Typical performance tests - a summary of chapter 3 of A conceptual introduction to psychometrics by G, J., Mellenbergh

A conceptual introduction to psychometrics
Chapter 3
Typical performance tests

Typical performance tests assess behavior that is typical for the person.
These tests are used to measure attitudes, interests, values, opinions, and personality characteristics.

Construct of interest

The test developer has to specify the latent variable of interest that is assumed to effect test takers’ item responses and test scores.
The ususal constructs of interest of typical performance tests are:

  • Attitudes
  • Interests
  • Values
  • Opinions
  • Personality characteristics

The responses to typical performance tests are not evaluated on their correctness, but are considered to typify a person.

At the start of a test development project, the researcher needs information on the construct of interest. This information can be obtained from different sources

A study of the literature on the construct and existing measurement instruments is nearly always needed at the start of a test development project
Different types of research can be done on the construct.

  • Focus group method
    Uses small groups of persons who have experiential knowledge about the construct.
    A focus group meets with the test developer to talk about their experiences with the construct.
  • Key information method
    Uses persons who have expert knowledge about the construct of interest. The test developer interviews these key informants about the constructs.
  • Observation method

The test developer can use information from different sources to define the construct and, later on the test development process, he or she can use this information for item writing.

Measurement mode

  • Self-report mode
    The test taker answers questions on a typical performance construct
  • Other-report mode
    A person answers questions about another person’s construct
  • Somatic indicator mode
    Uses somatic signs to measure constructs
  • Physical trace mode
    Uses traces that are left behind to measure constructs

Each of these four modes can occur in tow different varieties

  • Reactive measurement mode
    When test takers can deliberately distort their construct value
  • Nonreactive measurement mode
    When test takers cannot distort their construct value

The reactive/nonreactive distinction is only used for typical performance measurements, and not for maximum performance measurements.
A maximum performance test asks test takers to do the best they can to perform the task.

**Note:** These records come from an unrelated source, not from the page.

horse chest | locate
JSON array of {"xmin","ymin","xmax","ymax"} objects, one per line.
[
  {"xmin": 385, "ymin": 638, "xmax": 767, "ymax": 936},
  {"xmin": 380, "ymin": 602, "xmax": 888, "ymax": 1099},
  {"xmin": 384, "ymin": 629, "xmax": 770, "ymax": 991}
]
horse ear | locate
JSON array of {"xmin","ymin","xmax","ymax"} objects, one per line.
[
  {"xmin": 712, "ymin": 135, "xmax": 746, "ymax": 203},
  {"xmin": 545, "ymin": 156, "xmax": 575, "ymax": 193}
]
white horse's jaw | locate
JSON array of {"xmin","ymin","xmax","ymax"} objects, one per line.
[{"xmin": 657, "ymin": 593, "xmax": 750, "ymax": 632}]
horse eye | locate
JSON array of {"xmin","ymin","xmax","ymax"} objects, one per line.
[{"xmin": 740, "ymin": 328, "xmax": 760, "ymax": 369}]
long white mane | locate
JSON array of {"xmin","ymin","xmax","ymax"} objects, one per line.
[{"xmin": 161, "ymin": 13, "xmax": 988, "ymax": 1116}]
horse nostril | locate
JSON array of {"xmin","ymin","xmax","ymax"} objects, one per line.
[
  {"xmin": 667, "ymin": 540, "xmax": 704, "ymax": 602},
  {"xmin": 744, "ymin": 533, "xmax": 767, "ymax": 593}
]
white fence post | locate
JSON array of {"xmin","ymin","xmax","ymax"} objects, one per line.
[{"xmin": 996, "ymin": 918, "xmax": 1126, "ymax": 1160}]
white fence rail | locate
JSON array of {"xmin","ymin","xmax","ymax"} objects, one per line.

Each of the four response modes can occur in two versions

Self-report mode
Test takers are asked to respond to questions or stimuli to assess their attitudes, values, interests, opinions, or personality.

  • Reactive: questionnaires or inventories
    Test takers are fully aware of what questionnaires and inventories are measuring, and they can easily distort their construct values
  • Nonreactive: test takers respond to stimuli, but it is not clear to them what construct is measured

Other-report mode
Uses other people to report on a given person’s typical performance construct.

  • Reactive: the person is aware that another person reports his or her construct and he or she can try to affect the other’s report
  • Nonreactive: persons cannot adapt their behavior to affect the other’s report

Somatic indicators mode
Uses somatic signs to assess typical performance constructs.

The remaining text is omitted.